Women with a history of manic depressive illness, manic or depressive, had a much higher risk of psychiatric admission in the puerperium than those with a history of schizophrenia or depressive neuroses. A majority of puerperal admissions met Research Diagnostic Criteria for manic or depressive disorder. Probably, therefore, puerperal psychoses are manic depressive illnesses and unrelated to schizophrenia.

Footnotes

* "Depression diagnosis assistant" (DDAssist or DDA)

This program is a cross between a rating scale and a clinical interview guide / assistant. It is autonomous and runs on a PC or Mac. A short piece about it has been published on a peer-reviewed web site in Europe.

** The term ""postpartum blues" etc seems to have been coined by the notorious psychotherapist Yalom in 1968. It has never been subjected to any proper critical validation or assessment. Despite widespread casual usage it has only been used in the peer-reviewed literature infrequently, usually by nurses, social workers or psychotherapists.

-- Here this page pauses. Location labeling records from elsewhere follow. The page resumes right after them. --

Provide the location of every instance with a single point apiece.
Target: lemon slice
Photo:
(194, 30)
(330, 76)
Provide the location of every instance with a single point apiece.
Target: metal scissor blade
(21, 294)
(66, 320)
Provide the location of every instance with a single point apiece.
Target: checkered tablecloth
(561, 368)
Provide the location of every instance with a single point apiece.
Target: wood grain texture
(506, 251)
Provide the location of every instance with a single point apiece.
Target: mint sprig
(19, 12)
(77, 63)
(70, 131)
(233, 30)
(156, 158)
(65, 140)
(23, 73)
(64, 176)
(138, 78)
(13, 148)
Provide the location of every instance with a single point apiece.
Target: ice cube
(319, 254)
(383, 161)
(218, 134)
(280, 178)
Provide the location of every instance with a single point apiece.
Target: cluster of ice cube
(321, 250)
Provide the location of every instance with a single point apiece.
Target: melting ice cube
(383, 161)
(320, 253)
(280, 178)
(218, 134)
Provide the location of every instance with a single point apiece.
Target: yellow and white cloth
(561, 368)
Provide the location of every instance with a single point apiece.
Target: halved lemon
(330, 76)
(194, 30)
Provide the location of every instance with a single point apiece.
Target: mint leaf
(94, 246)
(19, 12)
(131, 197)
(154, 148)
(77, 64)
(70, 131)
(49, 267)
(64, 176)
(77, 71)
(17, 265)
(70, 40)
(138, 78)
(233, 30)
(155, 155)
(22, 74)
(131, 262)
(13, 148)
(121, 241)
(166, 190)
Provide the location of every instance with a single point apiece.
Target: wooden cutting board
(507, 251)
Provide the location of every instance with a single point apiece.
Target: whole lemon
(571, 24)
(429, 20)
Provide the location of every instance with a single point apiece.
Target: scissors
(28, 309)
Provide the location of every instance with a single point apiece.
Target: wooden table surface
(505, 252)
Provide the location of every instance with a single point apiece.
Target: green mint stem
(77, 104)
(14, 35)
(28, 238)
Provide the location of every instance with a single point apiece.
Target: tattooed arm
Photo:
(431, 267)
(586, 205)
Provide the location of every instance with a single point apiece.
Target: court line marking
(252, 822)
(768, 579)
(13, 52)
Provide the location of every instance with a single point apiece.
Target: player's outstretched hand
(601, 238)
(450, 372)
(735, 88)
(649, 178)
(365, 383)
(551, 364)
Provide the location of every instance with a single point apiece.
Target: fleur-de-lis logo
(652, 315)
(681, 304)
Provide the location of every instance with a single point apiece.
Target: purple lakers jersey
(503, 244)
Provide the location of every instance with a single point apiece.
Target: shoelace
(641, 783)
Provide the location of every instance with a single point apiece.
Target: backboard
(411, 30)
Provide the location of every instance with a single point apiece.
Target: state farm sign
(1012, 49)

*** This figure of 2.2 admissions per 1000 within 90 days (per 1000, not per 100) suggests the probability of a staggering under-diagnosis and under-treatment of illness. For those who have a true appreciation of the awfulness and suffering that can result from depression, that is a nightmarish thing to contemplate.

References

  • Albers, L. & Williams, D. (2002) Lessons for US postpartum care. Lancet, 359, 370-371.
  • Altshuler, L. L., Cohen, L. S., Moline, M. L., et al (2001) The Expert Consensus Guideline Series. Treatment of depression in women. Postgrad Med, 1-107.
  • Georgiopoulos, A. M., Bryan, T. L., Wollan, P., et al (2001) Routine screening for postpartum depression. J Fam Pract, 50, 117-122.
  • Jones, I. & Craddock, N. (2001) Familiality of the puerperal trigger in bipolar disorder: results of a family study. Am J Psychiatry, 158, 913-917.
  • Josefsson, A., Angelsioo, L., Berg, G., et al (2002) Obstetric, somatic, and demographic risk factors for postpartum depressive symptoms. Obstet Gynecol, 99, 223-228.
  • Moline, M. L., Kahn, D. A., Ross, R. W., et al (2001) Postpartum depression: a guide for patients and families. Postgrad Med, 112-113.
  • Steiner, M. (1998) Perinatal mood disorders: position paper. Psychopharmacol Bull, 34, 301-306.
  • Stocky, A. & Lynch, J. (2000) Acute psychiatric disturbance in pregnancy and the puerperium. Baillieres Best Pract Res Clin Obstet Gynaecol, 14, 73-87.
  • Webster, J. & Pritchard, M. (2001) Postnatal depression and health care use. Aust Fam Physician, 30, 1024.
  • Yonkers, K. A., Ramin, S. M., Rush, A. J., et al (2001) Onset and persistence of postpartum depression in an inner-city maternal health clinic system. Am J Psychiatry, 158, 1856-1863.
  • Wisner, K. L., Perel, J. M., Peindl, K. S., et al (2001) Prevention of recurrent postpartum depression: a randomized clinical trial. J Clin Psychiatry, 62, 82-86.